Briser pour mieux briller avec Thio sur « KINTSUGI »
Il y a des artistes qui ne se contentent pas de chanter, mais qui transforment leur musique en manifeste. Thio en fait partie. Son dernier morceau, « KINTSUGI », emprunte son nom à l’art japonais ancestral qui consiste à réparer des objets brisés avec de l’or, transformant leurs fissures en beauté pure. Une métaphore parfaite pour une artiste qui a fait de la métamorphose son terrain de jeu.
« KINTSUGI » n’est pas juste une chanson, c’est une renaissance. Un éclat hyperpop qui joue avec les textures sonores comme on assemble des fragments de porcelaine fendue. Entre nappes électroniques atmosphériques, glitchs effervescents et une voix qui oscille entre la fragilité et l’assurance, Thio reconstruit une identité en perpétuel mouvement. On pense à Caroline Polachek pour cette façon de modeler l’émotion avec des envolées cristallines, à Rina Sawayama pour la capacité à fusionner pop et expérimentation sans jamais perdre l’instantanéité d’un bon refrain.
Ce n’est pas un morceau que l’on écoute passivement. « KINTSUGI » nous englobe. Il épouse les aspérités de l’âme, les insécurités que l’on a appris à aimer, les doutes qui deviennent une force.
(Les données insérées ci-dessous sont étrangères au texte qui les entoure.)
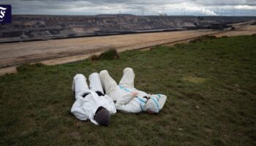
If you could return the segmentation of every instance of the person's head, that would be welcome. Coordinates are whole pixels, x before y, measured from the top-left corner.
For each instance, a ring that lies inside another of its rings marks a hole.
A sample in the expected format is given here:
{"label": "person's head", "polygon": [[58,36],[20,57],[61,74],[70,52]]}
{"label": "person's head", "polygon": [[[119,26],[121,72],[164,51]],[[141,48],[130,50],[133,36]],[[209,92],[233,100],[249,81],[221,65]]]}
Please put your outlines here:
{"label": "person's head", "polygon": [[96,112],[94,119],[99,125],[108,126],[110,123],[110,114],[107,109],[99,107]]}
{"label": "person's head", "polygon": [[145,104],[144,110],[148,114],[158,113],[159,112],[158,101],[155,98],[151,97]]}

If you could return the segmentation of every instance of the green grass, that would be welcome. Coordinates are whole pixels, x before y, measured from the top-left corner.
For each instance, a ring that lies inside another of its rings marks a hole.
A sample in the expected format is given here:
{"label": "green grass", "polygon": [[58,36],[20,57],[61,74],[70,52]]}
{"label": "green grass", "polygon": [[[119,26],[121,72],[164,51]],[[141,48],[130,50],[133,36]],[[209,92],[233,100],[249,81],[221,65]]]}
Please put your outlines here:
{"label": "green grass", "polygon": [[[118,60],[23,66],[0,77],[0,145],[255,145],[256,36],[127,51]],[[77,73],[108,69],[163,93],[158,115],[118,112],[108,127],[71,113]],[[195,108],[200,106],[199,110]]]}

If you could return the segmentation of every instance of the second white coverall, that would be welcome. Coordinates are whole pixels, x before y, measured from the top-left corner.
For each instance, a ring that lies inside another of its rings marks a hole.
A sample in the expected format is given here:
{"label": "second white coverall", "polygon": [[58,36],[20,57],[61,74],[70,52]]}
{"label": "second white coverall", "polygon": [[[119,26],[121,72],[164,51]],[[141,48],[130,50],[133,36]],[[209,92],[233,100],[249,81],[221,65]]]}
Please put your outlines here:
{"label": "second white coverall", "polygon": [[[71,108],[71,112],[79,120],[86,120],[99,125],[94,120],[94,115],[99,107],[107,109],[111,115],[116,113],[116,108],[113,99],[108,95],[99,96],[96,91],[103,92],[98,73],[89,76],[90,89],[86,82],[86,78],[81,74],[74,77],[72,90],[75,92],[75,101]],[[89,93],[83,97],[85,93]]]}
{"label": "second white coverall", "polygon": [[[114,101],[117,110],[124,112],[137,113],[146,111],[147,109],[152,109],[155,113],[159,112],[163,107],[166,96],[162,94],[150,95],[137,90],[134,87],[135,73],[131,68],[124,69],[123,77],[118,85],[116,82],[110,76],[107,70],[103,70],[99,73],[99,77],[103,88]],[[133,98],[132,92],[137,92],[138,95]],[[143,96],[151,97],[151,99],[143,98]]]}

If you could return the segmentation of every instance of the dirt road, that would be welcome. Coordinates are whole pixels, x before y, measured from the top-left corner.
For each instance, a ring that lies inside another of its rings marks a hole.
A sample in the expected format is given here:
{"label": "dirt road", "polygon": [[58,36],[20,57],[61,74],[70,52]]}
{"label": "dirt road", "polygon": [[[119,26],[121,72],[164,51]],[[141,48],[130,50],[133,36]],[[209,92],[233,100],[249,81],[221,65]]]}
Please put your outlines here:
{"label": "dirt road", "polygon": [[2,68],[0,74],[4,74],[2,70],[8,66],[6,70],[13,71],[10,66],[25,63],[64,64],[84,59],[109,48],[121,52],[186,41],[206,34],[221,36],[252,34],[256,34],[256,26],[227,32],[192,30],[0,44],[0,68]]}

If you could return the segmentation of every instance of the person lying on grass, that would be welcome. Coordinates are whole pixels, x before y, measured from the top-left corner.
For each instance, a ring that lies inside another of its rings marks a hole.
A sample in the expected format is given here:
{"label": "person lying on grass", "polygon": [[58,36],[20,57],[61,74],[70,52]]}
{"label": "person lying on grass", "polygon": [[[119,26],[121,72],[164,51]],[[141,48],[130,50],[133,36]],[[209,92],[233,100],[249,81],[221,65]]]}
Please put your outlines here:
{"label": "person lying on grass", "polygon": [[162,109],[167,96],[162,94],[147,94],[135,88],[135,74],[132,69],[126,68],[123,73],[118,85],[107,70],[99,73],[102,87],[106,94],[116,102],[116,109],[124,112],[158,113]]}
{"label": "person lying on grass", "polygon": [[86,78],[81,74],[74,77],[72,91],[75,101],[71,112],[79,120],[86,120],[96,125],[107,126],[110,122],[110,115],[116,113],[112,99],[103,93],[98,73],[89,76],[90,89]]}

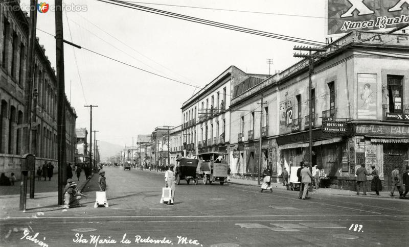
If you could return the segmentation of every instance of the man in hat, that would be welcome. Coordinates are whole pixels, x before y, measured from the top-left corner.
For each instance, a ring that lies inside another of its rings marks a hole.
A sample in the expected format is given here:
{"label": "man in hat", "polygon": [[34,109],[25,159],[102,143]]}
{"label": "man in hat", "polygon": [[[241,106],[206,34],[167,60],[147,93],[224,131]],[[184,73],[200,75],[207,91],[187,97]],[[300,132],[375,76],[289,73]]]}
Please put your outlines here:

On sent l’influence de ses précédentes collaborations avec Heneru et Andrea Marzilli (RIVE), ce goût pour l’électro organique, le chill-pop qui caresse et l’alternative rock qui griffe.
Thio refuse les étiquettes et embrasse la liberté comme un mantra. Elle l’assume, elle l’exhibe, elle le chante avec une intensité qui ne laisse pas indemne. « On m’a dit que j’étais incohérente parce que je changeais. Moi je dis que c’est ça, ma cohérence. »
Si « KINTSUGI » est un miroir, c’est celui qui ne reflète pas un visage figé, mais une âme en perpétuelle réinvention. Et c’est exactement là que la magie opère.